I agree with both of you - mostly.
Nizam's right - over the last few years we've encouraged several existing EA customers to move over to a cloud implementation, and with the help of Nizam and his excellent team, this is going well. Nizam's approach of a hands-on, thoughtful trial of EA-in-the-cloud works well. (Most of my customers look at it for 5 minutes, then decide "it's just like my normal EA - only faster!")
But what about the new EA users?
More and more of them are in this 'cloud only' world, so they will never be able to experience EA because they can't get it installed on their desktop. I recently waited 5 months for a UK government customer to get EA installed on one of their machines - they also have a 'cloud only' policy, but thankfully some EA evangelists to push for the change.
I'm concerned that EA might get left behind for these new customers: one has already asked my if Sparx are serious about SaaS, given that there isn't a way to do an instant trial.
If we're serious about EA SAAS, then lets go the whole way, and offer a 30-day, or 10 day, or 5 day free trial of EA SaaS.

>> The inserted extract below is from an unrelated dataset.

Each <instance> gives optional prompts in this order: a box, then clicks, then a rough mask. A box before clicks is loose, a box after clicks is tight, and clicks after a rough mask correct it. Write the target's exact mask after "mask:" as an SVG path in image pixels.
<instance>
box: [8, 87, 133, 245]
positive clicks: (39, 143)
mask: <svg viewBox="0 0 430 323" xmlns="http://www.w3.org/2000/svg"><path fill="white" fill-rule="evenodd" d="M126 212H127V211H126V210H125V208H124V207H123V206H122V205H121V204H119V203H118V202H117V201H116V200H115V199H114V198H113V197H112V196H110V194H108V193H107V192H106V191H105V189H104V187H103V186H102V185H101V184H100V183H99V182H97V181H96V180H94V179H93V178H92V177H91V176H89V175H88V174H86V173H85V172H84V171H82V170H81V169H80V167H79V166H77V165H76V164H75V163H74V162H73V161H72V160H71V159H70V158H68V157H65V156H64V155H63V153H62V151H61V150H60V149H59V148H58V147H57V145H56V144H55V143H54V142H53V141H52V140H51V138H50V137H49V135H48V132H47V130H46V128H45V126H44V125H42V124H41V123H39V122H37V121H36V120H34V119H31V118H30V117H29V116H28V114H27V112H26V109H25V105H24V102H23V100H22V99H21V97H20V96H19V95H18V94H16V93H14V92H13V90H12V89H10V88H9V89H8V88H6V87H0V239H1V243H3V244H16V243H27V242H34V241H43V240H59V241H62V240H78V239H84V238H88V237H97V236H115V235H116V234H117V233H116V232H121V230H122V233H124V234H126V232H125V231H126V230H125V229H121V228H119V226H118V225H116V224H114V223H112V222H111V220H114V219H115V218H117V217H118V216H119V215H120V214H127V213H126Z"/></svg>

Takeshi is quite right - someone will have to pay for the hosting, and the logical funder would be Sparx HQ.
Partners might be happy to fund it, so long as they get a margin on any EA licences and hosting revenue, but of course the customer might go to Nizam direct, or host it in their own cloud and buy direct.
So it's back to being HQ-funded.
I can't see the cost of this being huge, compared to overall EA revenues (several $10M s) : more of an issue would be to fund and manage the setup and maintenance of the trial environment, and designing it to have some level of security, but minimal cost.
It's going to be hard to sell EA SaaS to new customers without this offering.